PREV NEWS | EDIÇÃO #099
aproveite o seu tempo ⏰
bom dia. nem todo dia precisa ser intenso ou produtivo ao máximo. às vezes, o que você precisa é só desacelerar um pouco, organizar os pensamentos e seguir no seu ritmo. cada fase tem seu tempo, e tudo bem não estar com tudo resolvido agora.
3 julgamentos da TNU desta semana que você precisa entender
pauta da vez

Imagem: Reprodução portal Juristec.
Nas sessões da TNU realizadas na quarta-feira (15/04), três Temas chamaram atenção pela capacidade de impactar diretamente a prática previdenciária: Tema 382, Tema 385 e Tema 387.
Mais do que julgamentos pontuais, eles mostram um movimento claro: mudança no nível de exigência probatória e revisão de critérios de concessão de benefícios.

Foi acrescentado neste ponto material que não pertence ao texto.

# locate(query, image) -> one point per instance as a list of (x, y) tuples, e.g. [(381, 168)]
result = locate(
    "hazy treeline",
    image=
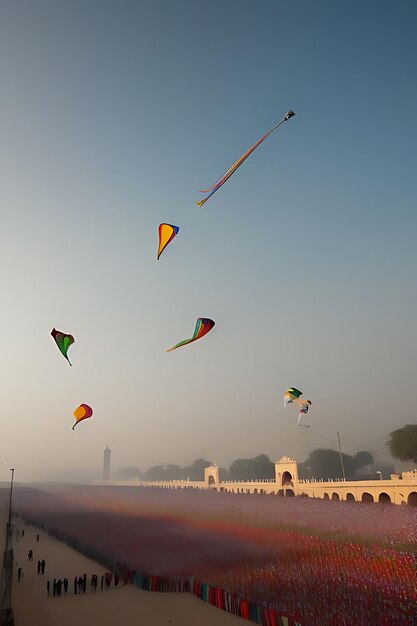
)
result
[(320, 464)]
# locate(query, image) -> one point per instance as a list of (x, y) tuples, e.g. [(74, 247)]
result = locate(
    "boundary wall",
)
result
[(400, 489)]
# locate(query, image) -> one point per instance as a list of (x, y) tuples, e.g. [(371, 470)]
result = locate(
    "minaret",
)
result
[(106, 463)]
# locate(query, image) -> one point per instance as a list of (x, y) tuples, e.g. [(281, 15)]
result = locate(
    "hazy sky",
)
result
[(113, 115)]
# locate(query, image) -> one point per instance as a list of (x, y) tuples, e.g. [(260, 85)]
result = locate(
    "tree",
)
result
[(251, 469), (157, 472), (403, 443), (172, 472), (195, 471), (326, 464), (128, 473), (363, 459)]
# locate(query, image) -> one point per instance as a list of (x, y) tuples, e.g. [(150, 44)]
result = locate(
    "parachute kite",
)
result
[(202, 327), (167, 232), (81, 413), (220, 181), (63, 341), (294, 395)]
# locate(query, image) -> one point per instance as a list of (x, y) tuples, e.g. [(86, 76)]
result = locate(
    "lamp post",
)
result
[(10, 500)]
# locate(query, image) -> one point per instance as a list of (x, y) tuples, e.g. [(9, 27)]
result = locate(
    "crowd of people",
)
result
[(329, 562), (61, 587)]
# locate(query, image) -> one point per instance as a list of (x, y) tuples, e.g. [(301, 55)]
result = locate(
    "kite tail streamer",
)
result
[(228, 173)]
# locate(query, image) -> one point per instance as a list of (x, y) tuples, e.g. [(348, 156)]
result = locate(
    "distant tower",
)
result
[(106, 463)]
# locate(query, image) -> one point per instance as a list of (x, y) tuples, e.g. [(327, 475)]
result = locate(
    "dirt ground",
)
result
[(125, 606)]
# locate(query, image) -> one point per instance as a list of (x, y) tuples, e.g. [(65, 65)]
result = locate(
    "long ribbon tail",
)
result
[(220, 181)]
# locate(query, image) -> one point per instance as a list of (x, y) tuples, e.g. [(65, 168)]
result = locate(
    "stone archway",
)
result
[(412, 499), (384, 498)]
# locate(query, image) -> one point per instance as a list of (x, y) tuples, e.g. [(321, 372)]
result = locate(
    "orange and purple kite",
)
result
[(203, 326), (167, 232), (63, 341), (81, 413), (220, 181)]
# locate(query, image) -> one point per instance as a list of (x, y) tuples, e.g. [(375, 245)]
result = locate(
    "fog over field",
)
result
[(114, 115)]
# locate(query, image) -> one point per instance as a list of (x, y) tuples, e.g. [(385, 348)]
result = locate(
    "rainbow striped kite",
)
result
[(202, 327), (220, 181)]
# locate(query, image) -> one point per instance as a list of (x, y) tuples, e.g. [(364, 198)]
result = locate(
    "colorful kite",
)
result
[(63, 341), (220, 181), (294, 395), (167, 232), (81, 413), (202, 327)]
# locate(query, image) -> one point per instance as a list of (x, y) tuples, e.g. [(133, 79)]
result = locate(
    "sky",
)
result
[(113, 115)]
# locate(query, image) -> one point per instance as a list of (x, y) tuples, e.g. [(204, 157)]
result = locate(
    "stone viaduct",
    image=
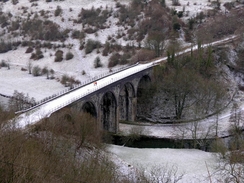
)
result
[(117, 101)]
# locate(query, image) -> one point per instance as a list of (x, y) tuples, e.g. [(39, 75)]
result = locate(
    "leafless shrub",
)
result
[(58, 56), (91, 45), (58, 11), (69, 56)]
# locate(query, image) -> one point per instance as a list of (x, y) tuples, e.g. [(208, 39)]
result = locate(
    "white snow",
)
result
[(193, 163)]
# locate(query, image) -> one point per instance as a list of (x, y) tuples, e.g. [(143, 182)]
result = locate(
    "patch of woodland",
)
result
[(187, 87), (221, 25), (66, 147)]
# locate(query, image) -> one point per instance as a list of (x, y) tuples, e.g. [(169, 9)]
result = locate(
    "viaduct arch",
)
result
[(115, 102)]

A diferença, agora, está em entender como cada tema afeta sua atuação na prática.
TEMA 382: EXPOSIÇÃO AO TOLUENO NÃO GARANTE ATIVIDADE ESPECIAL
A TNU fixou tese no Tema 382:
"A simples exposição a tolueno por via cutânea, inclusive na sua forma líquida, não autoriza o reconhecimento da atividade especial pela análise qualitativa (Anexo 13, NR15).”
Até aqui, muitos processos eram estruturados com base na simples presença do agente químico, utilizando o Anexo 13 da Norma Regulamentadora nº 15 e código 1.0.19 do Anexo IV do Decreto 3.048/99. Com a tese, esse caminho perde força.
A tendência passa a ser de:
exigência de comprovação mais robusta;
necessidade de demonstrar intensidade da exposição;
possível exigência de análise quantitativa (Anexo 11).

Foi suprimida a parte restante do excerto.